In het begin van de veertiende eeuw behoorden onder de moederkerk van Bornde niet minder dan 29 kapellen. Van deze 29 kapellen behoorden er 5 tot het klooster te Nes, namelijk de kapellen te Nesse, Oldekatrip Lioniga, Rutna en Oerda. Tegenwoordig zijn de dorpen bekend onder de namen: Nes, Katlijk, Luinjeberd, Rottum en Oudehorne.
Van deze allereerste kerk in Katlijk is niet met zekerheid te zeggen waar deze gestaan heeft. Overblijfselen in welke vorm dan ook zijn nergens aangetroffen. Er zijn ook geen overblijfselen aangetroffen op de plaats waar de huidige kerk in Katlijk staat.

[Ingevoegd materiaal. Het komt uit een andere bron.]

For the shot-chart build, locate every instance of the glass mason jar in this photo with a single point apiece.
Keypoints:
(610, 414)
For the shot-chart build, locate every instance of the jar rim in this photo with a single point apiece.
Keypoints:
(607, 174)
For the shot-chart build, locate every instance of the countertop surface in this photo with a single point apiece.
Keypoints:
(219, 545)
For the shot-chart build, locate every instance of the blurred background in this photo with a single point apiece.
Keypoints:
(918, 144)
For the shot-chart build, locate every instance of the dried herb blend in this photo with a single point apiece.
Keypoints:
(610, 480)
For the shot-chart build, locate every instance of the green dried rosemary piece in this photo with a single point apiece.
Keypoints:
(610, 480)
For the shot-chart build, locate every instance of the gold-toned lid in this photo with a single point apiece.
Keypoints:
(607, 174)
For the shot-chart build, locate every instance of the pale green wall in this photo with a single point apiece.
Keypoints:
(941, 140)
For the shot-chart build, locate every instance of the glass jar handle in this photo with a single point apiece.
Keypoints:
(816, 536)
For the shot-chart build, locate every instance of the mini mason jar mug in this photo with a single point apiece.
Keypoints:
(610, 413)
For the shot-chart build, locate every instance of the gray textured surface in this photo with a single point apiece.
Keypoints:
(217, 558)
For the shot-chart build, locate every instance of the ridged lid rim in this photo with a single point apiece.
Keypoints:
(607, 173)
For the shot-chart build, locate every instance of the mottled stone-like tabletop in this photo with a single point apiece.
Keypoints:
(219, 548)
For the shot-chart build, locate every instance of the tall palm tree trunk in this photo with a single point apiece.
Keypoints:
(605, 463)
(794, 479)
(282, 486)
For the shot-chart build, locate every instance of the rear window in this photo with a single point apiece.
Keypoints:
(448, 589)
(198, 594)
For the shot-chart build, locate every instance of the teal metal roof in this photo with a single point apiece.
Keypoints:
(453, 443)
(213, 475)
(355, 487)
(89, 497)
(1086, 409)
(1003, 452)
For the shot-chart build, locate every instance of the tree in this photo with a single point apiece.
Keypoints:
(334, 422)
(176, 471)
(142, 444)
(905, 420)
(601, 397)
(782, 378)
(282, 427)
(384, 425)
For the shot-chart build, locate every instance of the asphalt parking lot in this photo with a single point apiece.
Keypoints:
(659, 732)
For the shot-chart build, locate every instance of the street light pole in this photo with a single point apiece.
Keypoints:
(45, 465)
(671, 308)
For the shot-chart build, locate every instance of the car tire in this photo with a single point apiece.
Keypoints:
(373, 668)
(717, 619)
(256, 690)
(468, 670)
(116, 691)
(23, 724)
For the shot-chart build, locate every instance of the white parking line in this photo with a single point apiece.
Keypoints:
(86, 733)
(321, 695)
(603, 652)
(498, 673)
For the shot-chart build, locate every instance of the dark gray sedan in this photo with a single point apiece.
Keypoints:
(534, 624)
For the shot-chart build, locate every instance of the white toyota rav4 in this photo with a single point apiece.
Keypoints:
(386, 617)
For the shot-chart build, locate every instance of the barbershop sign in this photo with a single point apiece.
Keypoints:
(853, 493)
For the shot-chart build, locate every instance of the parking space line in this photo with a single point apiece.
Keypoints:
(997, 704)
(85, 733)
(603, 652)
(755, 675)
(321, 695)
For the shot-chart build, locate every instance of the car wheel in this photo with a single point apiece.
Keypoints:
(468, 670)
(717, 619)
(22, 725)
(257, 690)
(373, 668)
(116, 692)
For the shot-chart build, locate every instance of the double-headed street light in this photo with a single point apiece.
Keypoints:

Drs. H. Halbertsma van de Rijksdienst voor het Oudheidkundig Bodemonderzoek wijst er overigens op dat Katlijk bestaat uit de streekdorpen Great Ketlik en Lyts Ketlik en dat de huidige kerk gelegen is tussen deze beide woonbuurten. Op een kaart van de grietenij Schoterland in de Atlas van Eekhoff uit 1848 is ongeveer 625 meter ten zuiden van de huidige kerk een uitstulping in de weg te zien. Het zou de bocht kunnen zijn die in de Breedsingel te vinden is. Op deze plaats zou wel eens de allereerste kerk van Katlijk gestaan kunnen hebben. Overblijfselen zijn er echter op deze plaats niet gevonden. Volgens Halbertsma zou het mogelijk zijn dat Great Ketlik is gaan schuiven en dat Lyts Ketlik te klein was om zelf een kerk te kunnen bouwen. Daarom heeft men wellicht van de nood een deugd gemaakt door halverwege tussen de beide dorpen een nieuwe kerk te bouwen. Maar nogmaals; dit is niet met zekerheid vast te stellen.
Het allereerste kerkje, de kapel van Oldekatrip is waarschijnlijk gebouwd geweest van hout, met een rieten dak. Veel kerkgebouwen uit deze tijd zijn op deze wijze gebouwd. Het huidige kerkgebouw is waarschijnlijk omstreeks 1550 gebouwd en heeft nog korte tijd dienst gedaan als Katholiek Kerkgebouw.
Van het middeleeuwse geestelijk leven in Katlijk is niet veel bekend. Dat geldt ook voor de namen van de geestelijken. Wel is met grote zekerheid te zeggen dat er in Katlijk, naast de pastoor ook een vicaris werkzaam was. Het klooster te Nes onderhield deze geestelijken niet. Zij werden betaald door de in het dorp wonende boeren. Kennelijk konden deze boeren hun geestelijken niet onderhouden want van pastoor Thytardus Hiddonus, in het Fries 'Thyde Hiddes', is bekend dat hij in 1525 naast pastoor ook boer was.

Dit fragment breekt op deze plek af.